The effect of these words on Hill was such, that I quite believed he was scared out of his. He clasped his hands in wild emotion, and turned up his eyes to give thanks.
“It’s ret’ibution a working its ends, Mr. Ludlow. See it first, did he! And I hope to my heart he’ll see it afore his eyes evermore. If that there Macintosh had not played a false and coward’s game, no harm ’ud ha’ come to Davvy.”
The crowd increased. The Squire and old Coney came up, and told the whole assemblage that they were born idiots. Of course, with nothing to be seen, it looked as though we all were that. In the midst of it, making quietly for the back-door, as though he had come home through Crabb Ravine from Timberdale, I espied Louis Roe. Saying nothing to any one, I went round and told him.
“David Garth’s ghost in the place!” he exclaimed. “Why, it will frighten my wife to death. Of course there’s nothing of the sort; but women are so foolishly timid.”
I said his wife was not there. Roe took a key from his pocket, unlocked the back-door, and went in. He was talking to me, and I stepped over the threshold to the kitchen, into which the door opened. He began feeling on the shelf for matches, and could not find any.
“There’s a box in the bedroom, I know,” he said; and went stumbling upstairs.

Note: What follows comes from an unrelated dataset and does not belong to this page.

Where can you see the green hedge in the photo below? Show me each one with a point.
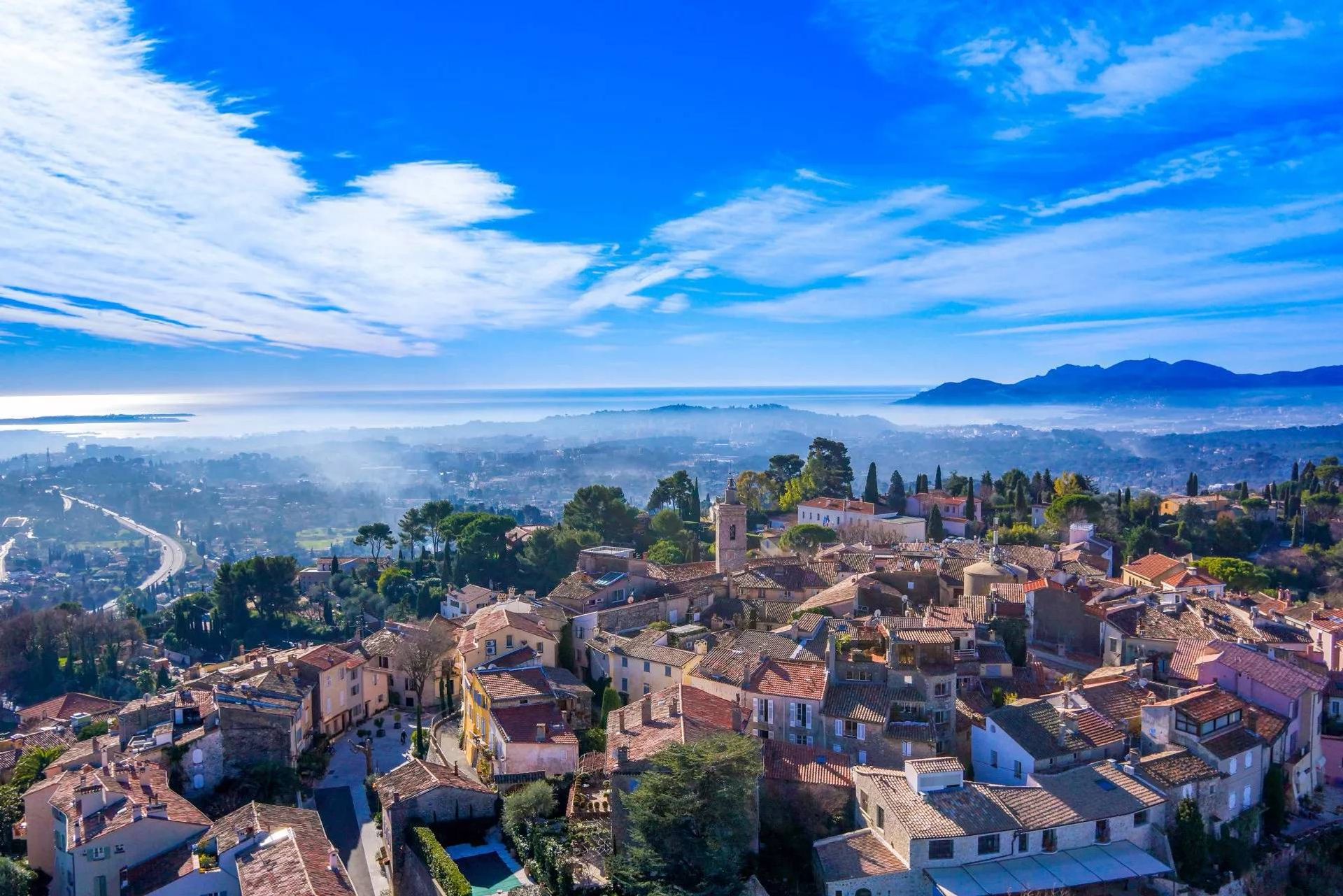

Down he came, after a minute or so, with the matches, struck one, and lighted a candle. Opening the front door, he showed himself, explained that he had just come home, and complained of the commotion.
“There’s no such thing in this lower world as ghosts,” said Roe. “Whoever pretends to see them must be either drunk or mad. As to this house—well, some of you had better walk in and re-assure yourselves. You are welcome.”
He was taken at his word. A few came in, and went looking about for the ghost, upstairs and down. Writing about it now, it seems to have been the most ridiculous thing in the world. Nothing was to be found. The narrow passage above, where David had stood, was empty. “As if supernatural visitants waited while you looked for them!” cried the superstitious crowd outside.
It is easier to raise a disturbance of this kind than to allay it, and the ghost-seers stayed on. The heavy cloud in the heavens rolled away by-and-by; and the moon came out, and shone on the casement again. But neither David Garth nor anything else was then to be seen there.